По привычке раскрыла тетрадь, а писать не о чем - я еще научилась писать тогда, когда не знаю о чем писать. Описывать свое состояние? Зачем? Да и какими словами выразить всю эту синюю скуку, все гнусное томление, в котором пребываю? Слабость во всем теле, голова мутная, будто мозг слипся, лень даже рукой пошевелить, аж тошно. Все надоело: и книги, и этот прямоугольник общежитской комнаты, и серый день за окном, где вот уже с неделю киснет небо. Ничего не хочется, никуда не тянет, ничто не мило. Может, повыть немного? Тоска-а!

С утра вымыла пол, протерла пыль, потом читала, но чтение вызвало дремоту, и я с часок поспала. Затем поела не потому что хотелось, а так, от нечего делать попила чаю с бутербродом и съела две конфеты. Проклятый выходной! Ждешь его как черт знает чего, а придет - подыхаешь от скуки. В обычные дни то лекции в институте, то занятия в читалке, то с подругами потрепаться можно, а в воскресенье вроде отдыхать нужно. Отдыха-аю!
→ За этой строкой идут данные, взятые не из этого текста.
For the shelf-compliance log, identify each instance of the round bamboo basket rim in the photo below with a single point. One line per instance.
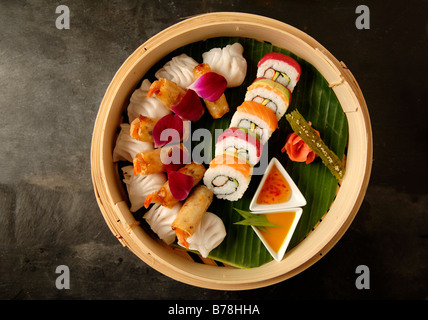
(111, 196)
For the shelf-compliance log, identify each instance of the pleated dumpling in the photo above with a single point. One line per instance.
(150, 107)
(126, 147)
(160, 219)
(140, 186)
(179, 70)
(228, 62)
(209, 234)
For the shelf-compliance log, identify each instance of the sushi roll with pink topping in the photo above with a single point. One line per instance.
(279, 67)
(242, 142)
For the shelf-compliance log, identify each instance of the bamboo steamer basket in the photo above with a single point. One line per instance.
(111, 195)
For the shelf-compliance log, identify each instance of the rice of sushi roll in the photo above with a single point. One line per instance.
(255, 117)
(240, 141)
(279, 67)
(271, 94)
(228, 176)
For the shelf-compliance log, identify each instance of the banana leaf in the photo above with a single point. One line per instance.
(318, 104)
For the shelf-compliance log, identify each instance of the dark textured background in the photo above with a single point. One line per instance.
(51, 85)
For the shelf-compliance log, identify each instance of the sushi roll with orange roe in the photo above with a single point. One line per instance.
(257, 118)
(279, 67)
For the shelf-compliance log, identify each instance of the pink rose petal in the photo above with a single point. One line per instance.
(180, 184)
(168, 129)
(190, 107)
(210, 86)
(174, 157)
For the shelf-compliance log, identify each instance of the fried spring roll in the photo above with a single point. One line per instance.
(167, 91)
(142, 128)
(218, 108)
(164, 196)
(190, 214)
(160, 159)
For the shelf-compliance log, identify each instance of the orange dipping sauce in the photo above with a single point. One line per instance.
(275, 188)
(275, 236)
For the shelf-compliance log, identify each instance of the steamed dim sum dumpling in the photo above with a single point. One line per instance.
(209, 234)
(126, 147)
(179, 70)
(150, 107)
(140, 186)
(229, 62)
(160, 219)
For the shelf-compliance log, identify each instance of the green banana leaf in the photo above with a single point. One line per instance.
(318, 104)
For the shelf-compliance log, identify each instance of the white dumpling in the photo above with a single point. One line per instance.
(179, 70)
(228, 62)
(126, 147)
(139, 187)
(139, 103)
(160, 219)
(208, 235)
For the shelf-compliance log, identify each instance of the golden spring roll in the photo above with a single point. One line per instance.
(164, 196)
(168, 92)
(142, 128)
(158, 160)
(218, 108)
(190, 214)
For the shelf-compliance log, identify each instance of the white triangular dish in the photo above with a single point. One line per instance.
(296, 199)
(280, 254)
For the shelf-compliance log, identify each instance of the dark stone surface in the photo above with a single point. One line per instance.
(52, 82)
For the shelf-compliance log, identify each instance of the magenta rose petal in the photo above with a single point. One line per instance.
(209, 86)
(180, 184)
(168, 129)
(190, 107)
(174, 157)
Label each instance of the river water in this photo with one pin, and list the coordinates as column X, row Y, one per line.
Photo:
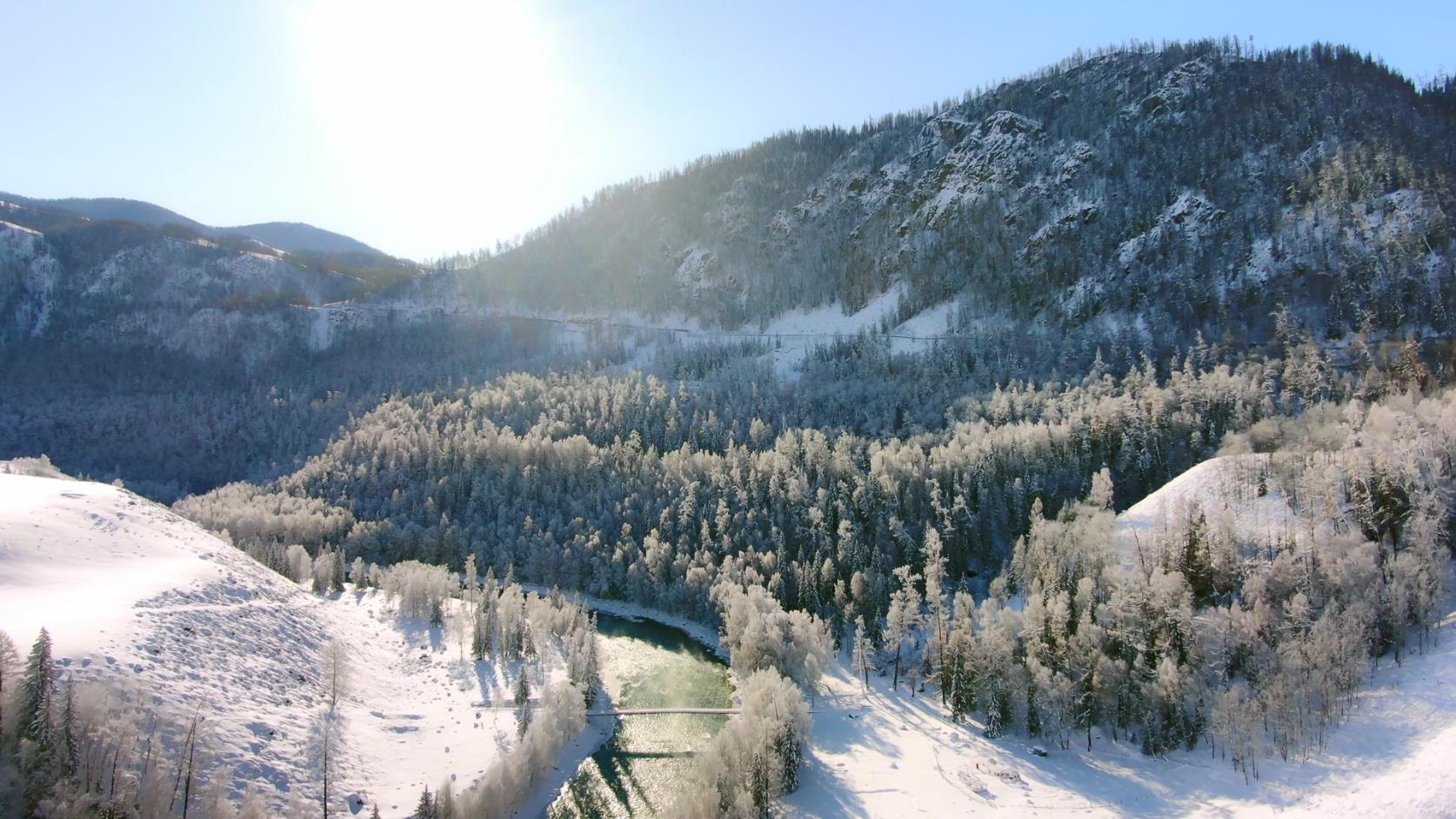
column 639, row 769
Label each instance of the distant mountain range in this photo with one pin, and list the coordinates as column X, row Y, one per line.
column 1130, row 204
column 293, row 237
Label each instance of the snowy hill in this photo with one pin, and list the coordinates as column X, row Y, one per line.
column 1231, row 490
column 137, row 596
column 883, row 754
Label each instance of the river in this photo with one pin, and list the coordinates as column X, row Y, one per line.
column 638, row 771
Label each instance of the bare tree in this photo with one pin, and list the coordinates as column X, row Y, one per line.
column 335, row 671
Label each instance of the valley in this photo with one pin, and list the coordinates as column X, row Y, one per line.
column 1082, row 444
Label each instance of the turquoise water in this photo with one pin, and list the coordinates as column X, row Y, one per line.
column 638, row 771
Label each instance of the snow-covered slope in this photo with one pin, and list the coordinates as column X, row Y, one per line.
column 136, row 596
column 1233, row 490
column 883, row 754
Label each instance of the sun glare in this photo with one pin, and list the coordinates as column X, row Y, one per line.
column 455, row 95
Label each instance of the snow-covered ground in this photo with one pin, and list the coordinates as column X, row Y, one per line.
column 883, row 754
column 137, row 596
column 1225, row 489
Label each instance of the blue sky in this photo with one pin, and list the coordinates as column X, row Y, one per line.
column 431, row 127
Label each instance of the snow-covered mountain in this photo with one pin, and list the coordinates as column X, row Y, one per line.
column 177, row 622
column 294, row 237
column 884, row 754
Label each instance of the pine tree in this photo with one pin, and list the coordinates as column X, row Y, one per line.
column 758, row 786
column 523, row 702
column 479, row 639
column 862, row 650
column 38, row 754
column 37, row 691
column 9, row 667
column 425, row 809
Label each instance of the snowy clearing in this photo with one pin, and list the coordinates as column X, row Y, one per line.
column 133, row 594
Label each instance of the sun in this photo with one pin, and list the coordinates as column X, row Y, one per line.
column 431, row 99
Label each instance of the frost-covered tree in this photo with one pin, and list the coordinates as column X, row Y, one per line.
column 903, row 617
column 862, row 652
column 522, row 698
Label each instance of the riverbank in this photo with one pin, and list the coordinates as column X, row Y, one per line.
column 568, row 762
column 698, row 631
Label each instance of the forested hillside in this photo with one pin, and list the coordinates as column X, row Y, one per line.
column 1184, row 188
column 1133, row 201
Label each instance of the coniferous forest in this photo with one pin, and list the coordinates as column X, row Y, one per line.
column 1136, row 263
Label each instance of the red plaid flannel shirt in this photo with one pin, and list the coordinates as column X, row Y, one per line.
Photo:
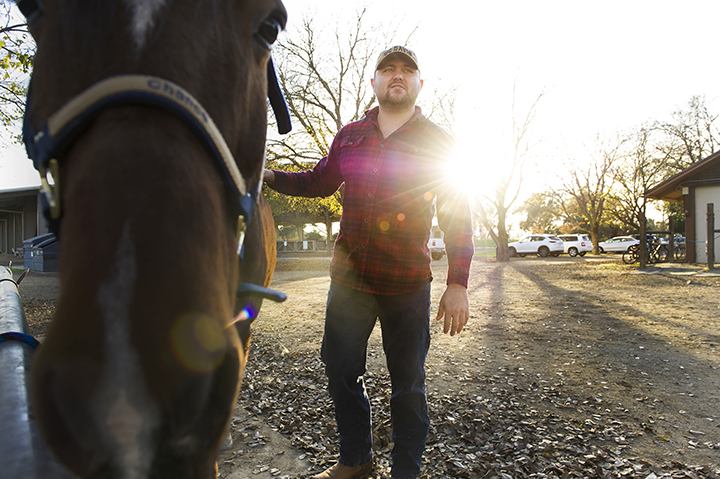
column 388, row 204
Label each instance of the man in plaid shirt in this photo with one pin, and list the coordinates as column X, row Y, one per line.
column 393, row 163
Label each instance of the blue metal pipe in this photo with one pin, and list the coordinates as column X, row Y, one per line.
column 23, row 454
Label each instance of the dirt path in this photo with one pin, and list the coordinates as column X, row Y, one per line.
column 568, row 368
column 577, row 366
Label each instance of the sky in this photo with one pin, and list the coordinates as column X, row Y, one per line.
column 602, row 67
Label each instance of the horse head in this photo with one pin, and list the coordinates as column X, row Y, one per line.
column 140, row 369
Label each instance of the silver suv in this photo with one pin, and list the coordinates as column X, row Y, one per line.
column 576, row 244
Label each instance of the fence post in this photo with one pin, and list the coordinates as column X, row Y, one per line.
column 711, row 235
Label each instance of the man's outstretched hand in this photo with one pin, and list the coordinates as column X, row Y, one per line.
column 454, row 308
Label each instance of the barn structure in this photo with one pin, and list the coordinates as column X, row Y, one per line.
column 19, row 218
column 696, row 187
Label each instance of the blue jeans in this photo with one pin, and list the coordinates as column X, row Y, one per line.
column 405, row 322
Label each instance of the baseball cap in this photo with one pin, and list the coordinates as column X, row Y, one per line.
column 400, row 50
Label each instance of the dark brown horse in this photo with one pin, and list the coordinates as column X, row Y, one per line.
column 139, row 372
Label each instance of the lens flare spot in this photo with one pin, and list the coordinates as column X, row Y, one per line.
column 248, row 312
column 199, row 342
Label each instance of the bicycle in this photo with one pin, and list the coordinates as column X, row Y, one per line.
column 679, row 253
column 654, row 253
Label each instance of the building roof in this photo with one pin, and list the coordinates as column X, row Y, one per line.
column 703, row 173
column 12, row 198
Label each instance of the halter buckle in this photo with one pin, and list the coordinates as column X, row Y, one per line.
column 51, row 190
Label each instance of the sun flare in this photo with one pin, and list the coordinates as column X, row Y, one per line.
column 468, row 172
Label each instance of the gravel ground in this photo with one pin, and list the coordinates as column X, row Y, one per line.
column 579, row 367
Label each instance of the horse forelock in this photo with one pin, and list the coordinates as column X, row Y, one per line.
column 143, row 19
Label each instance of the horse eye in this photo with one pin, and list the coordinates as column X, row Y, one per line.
column 269, row 31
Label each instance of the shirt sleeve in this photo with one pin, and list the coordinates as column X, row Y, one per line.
column 322, row 181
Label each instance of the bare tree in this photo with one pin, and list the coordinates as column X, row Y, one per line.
column 586, row 188
column 492, row 210
column 17, row 49
column 691, row 135
column 644, row 164
column 325, row 74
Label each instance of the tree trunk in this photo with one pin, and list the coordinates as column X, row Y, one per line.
column 328, row 228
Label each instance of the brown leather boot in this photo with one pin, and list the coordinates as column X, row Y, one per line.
column 338, row 471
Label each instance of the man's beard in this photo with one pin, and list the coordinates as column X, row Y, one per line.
column 396, row 102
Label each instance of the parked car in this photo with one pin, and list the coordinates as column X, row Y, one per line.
column 618, row 244
column 576, row 244
column 651, row 238
column 541, row 245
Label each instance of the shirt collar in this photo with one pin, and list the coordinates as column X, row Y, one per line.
column 372, row 116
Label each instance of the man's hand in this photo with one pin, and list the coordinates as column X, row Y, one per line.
column 268, row 176
column 454, row 307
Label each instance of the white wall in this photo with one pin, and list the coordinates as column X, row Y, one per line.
column 703, row 196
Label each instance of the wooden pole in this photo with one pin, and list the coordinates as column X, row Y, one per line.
column 711, row 235
column 671, row 240
column 643, row 241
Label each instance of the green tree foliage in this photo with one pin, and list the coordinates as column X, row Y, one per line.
column 541, row 213
column 17, row 49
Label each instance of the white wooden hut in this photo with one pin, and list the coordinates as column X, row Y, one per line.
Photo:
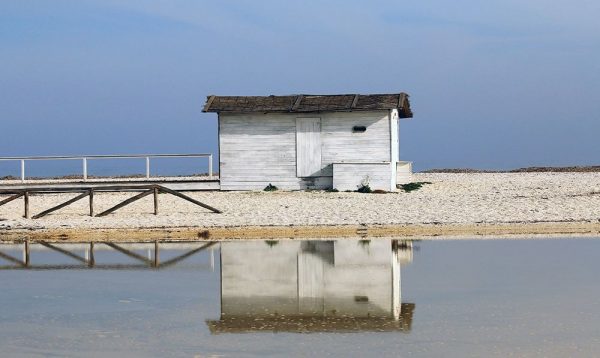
column 310, row 141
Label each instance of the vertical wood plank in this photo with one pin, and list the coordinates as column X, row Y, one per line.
column 26, row 257
column 156, row 255
column 91, row 203
column 155, row 201
column 308, row 147
column 26, row 200
column 92, row 259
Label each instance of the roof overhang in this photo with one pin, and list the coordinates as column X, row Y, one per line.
column 305, row 103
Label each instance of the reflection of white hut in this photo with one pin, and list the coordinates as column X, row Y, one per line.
column 340, row 284
column 310, row 141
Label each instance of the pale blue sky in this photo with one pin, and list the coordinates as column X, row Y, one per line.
column 493, row 84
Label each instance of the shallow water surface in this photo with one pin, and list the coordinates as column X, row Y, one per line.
column 345, row 297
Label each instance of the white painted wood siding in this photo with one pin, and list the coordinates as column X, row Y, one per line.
column 394, row 143
column 308, row 147
column 258, row 149
column 349, row 176
column 341, row 144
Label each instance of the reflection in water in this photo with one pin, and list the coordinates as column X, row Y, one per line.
column 313, row 286
column 84, row 255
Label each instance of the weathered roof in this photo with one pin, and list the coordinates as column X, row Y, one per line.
column 310, row 103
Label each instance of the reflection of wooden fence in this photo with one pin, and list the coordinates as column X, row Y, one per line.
column 89, row 192
column 89, row 260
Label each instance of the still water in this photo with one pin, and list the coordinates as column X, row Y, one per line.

Соседки по комнате разъехались по домам. Они из области, неделю живут в общежитии, а на выходные уезжают к родителям. Я одна, как проклятая - мои родные за сотни километров отсюда, не наездишься. И зачем я только поступила в этот дурацкий пед? По инерции - все поступают, и я тоже - да еще чтобы мамочку порадовать: Господи, как все надоело!

Хоть бы Женька пришел что ли? Девчонки подозревают, что я не ровно дышу в его сторону, а я сама толком не знаю, как я к нему отношусь. Когда его нет, я скучаю, мне хочется, чтобы он был рядом, а когда он придет, радость встречи почему-то быстро проходит, становится обычно. Он славный, но по-моему не без подпорченности, как и другие ребята в педагогическом. Ну еще бы! Кругом сплошные дамы, будущие училки, одним вниманием развращают. Впрочем, он как-то вскользь, этак небрежно сказал, что я ему нравлюсь, да как поверишь, ежели вскользь? Он добрый, от него веет уверенностью и силой, а мне порой так:"

В дверь Марининой комнаты громко постучали, ручка прыгнула вверх - Марина настолько увлеклась письмом, что вздрогнула от стука.

- Да, - сказала она. Дверь не открывалась. - Да, войдите, - крикнула она. "Блин, глухие, что ль?"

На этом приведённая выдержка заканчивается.